All of which means that we adhere to two guiding principles. One, absolute commitment to the entire Land of Israel as an eternal inheritance for the Jewish People, and two, our absolute commitment to Jewish morality, and to the laws of the State of Israel as the expression of our national aspirations in this land. There is no contradiction between those principles.
You mentioned the summer of 2014 and the abduction of Eyal Yifrah, Gil-Ad Sha’ar and Naftali Fraenkel. Especially in Judea and Samaria communities, teenagers have had to deal with many years of Palestinian attacks. These incidents must breed strong feelings and desires for revenge. How do you guide your students through these issues?
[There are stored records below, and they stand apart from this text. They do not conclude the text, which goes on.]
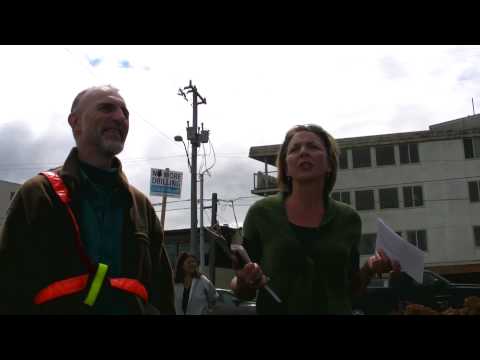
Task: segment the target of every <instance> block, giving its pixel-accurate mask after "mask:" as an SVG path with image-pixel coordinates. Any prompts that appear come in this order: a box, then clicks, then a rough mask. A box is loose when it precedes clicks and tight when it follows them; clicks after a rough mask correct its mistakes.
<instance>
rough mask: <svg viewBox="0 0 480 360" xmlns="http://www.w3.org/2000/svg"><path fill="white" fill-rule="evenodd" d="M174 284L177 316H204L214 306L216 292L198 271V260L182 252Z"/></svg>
mask: <svg viewBox="0 0 480 360" xmlns="http://www.w3.org/2000/svg"><path fill="white" fill-rule="evenodd" d="M174 282H175V309H176V313H177V315H204V314H206V313H207V312H208V311H209V310H211V309H212V308H213V306H214V305H215V303H216V301H217V297H218V294H217V290H216V289H215V286H214V285H213V284H212V282H211V281H210V280H209V279H208V278H207V277H206V276H205V275H203V274H201V273H200V272H199V271H198V260H197V258H196V257H195V256H193V255H192V254H189V253H186V252H184V253H182V254H180V256H179V257H178V260H177V266H176V267H175V278H174Z"/></svg>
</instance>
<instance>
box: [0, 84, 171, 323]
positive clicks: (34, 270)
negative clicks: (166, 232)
mask: <svg viewBox="0 0 480 360" xmlns="http://www.w3.org/2000/svg"><path fill="white" fill-rule="evenodd" d="M68 123H69V125H70V127H71V128H72V133H73V136H74V139H75V143H76V146H75V147H74V148H73V149H72V150H71V151H70V154H69V155H68V157H67V159H66V160H65V163H64V164H63V166H60V167H58V168H55V169H51V170H49V171H46V172H42V173H40V174H39V175H37V176H35V177H33V178H31V179H30V180H28V181H26V182H25V183H24V184H23V186H22V187H21V188H20V189H19V191H18V192H17V194H16V196H15V197H14V199H13V201H12V203H11V205H10V208H9V210H8V212H7V218H6V221H5V223H4V226H3V228H2V232H1V233H0V313H2V314H85V315H88V314H92V315H127V314H175V307H174V296H173V294H174V290H173V289H174V288H173V279H172V270H171V265H170V261H169V259H168V257H167V253H166V251H165V247H164V238H163V230H162V228H161V225H160V222H159V220H158V218H157V216H156V213H155V210H154V208H153V206H152V204H151V203H150V201H149V200H148V198H147V197H146V196H145V195H143V194H142V193H141V192H140V191H139V190H137V189H136V188H134V187H133V186H132V185H130V184H129V183H128V181H127V178H126V176H125V174H124V173H123V171H122V166H121V163H120V160H119V159H118V158H117V157H116V155H117V154H119V153H120V152H121V151H122V150H123V147H124V144H125V140H126V138H127V135H128V130H129V112H128V108H127V105H126V103H125V100H124V99H123V98H122V96H120V94H119V91H118V89H116V88H114V87H112V86H98V87H91V88H88V89H86V90H83V91H81V92H80V93H79V94H78V95H77V96H76V97H75V99H74V101H73V104H72V107H71V112H70V115H69V117H68Z"/></svg>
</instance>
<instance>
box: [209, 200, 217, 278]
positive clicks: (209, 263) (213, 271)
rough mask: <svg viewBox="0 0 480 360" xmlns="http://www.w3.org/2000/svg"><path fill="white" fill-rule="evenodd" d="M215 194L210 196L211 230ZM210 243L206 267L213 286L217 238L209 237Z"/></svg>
mask: <svg viewBox="0 0 480 360" xmlns="http://www.w3.org/2000/svg"><path fill="white" fill-rule="evenodd" d="M217 201H218V200H217V193H213V194H212V229H215V227H216V225H217ZM210 238H211V239H212V241H210V252H209V255H208V265H209V274H208V275H209V278H210V281H211V282H212V283H213V284H215V248H216V247H217V238H216V236H210Z"/></svg>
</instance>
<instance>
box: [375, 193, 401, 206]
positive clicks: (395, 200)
mask: <svg viewBox="0 0 480 360" xmlns="http://www.w3.org/2000/svg"><path fill="white" fill-rule="evenodd" d="M378 195H379V198H380V209H396V208H398V190H397V188H389V189H380V190H378Z"/></svg>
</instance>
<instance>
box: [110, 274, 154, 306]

First of all, it is critical to let kids know that their feelings are normal and legitimate. We talk about this when we visit concentration camps in Poland, and after Palestinian terror attacks. It’s important to let them know that their feelings are completely appropriate.
The main question, then, is where do you take these feelings? What do you do with them? I know an old lady with a number on her arm, each child has a middle name of Nekama (revenge). Tzvi Nekama, Rivka Nekama, Chaim Nekama. Because she sees each one as her personal revenge against the Nazis.
So at rough times, like when Dafna Meir was murdered in her home a few weeks ago, I tell kids to take their emotions, wrap them in a black box, and store them away in their hearts. And I remind them that in two or three years, they are going to be serving in an IDF unit somewhere, and it will be raining and freezing and miserable out. They will be hungry, cold and they’ll have gone three days without a shower, and they are going to have to find the inner strength to undertake very, very difficult tasks in order to defend our country.
When that happens, I tell them to take out the box and remember that that is our revenge. Living in the Land of Israel is our revenge. Serving in the first independent Jewish army in 2000 years is our revenge for Treblinka, for [the murder of Gush Etzion rabbi] Rav Yaakov Don, for the Crusades and Inquisitions and all the pogroms our people suffered throughout the years of Exile. We channel these emotions within the context of the legal commands you receive as a soldier in the IDF. We remain committed to the State of Israel and to the values of the State of Israel. There is no better revenge than that.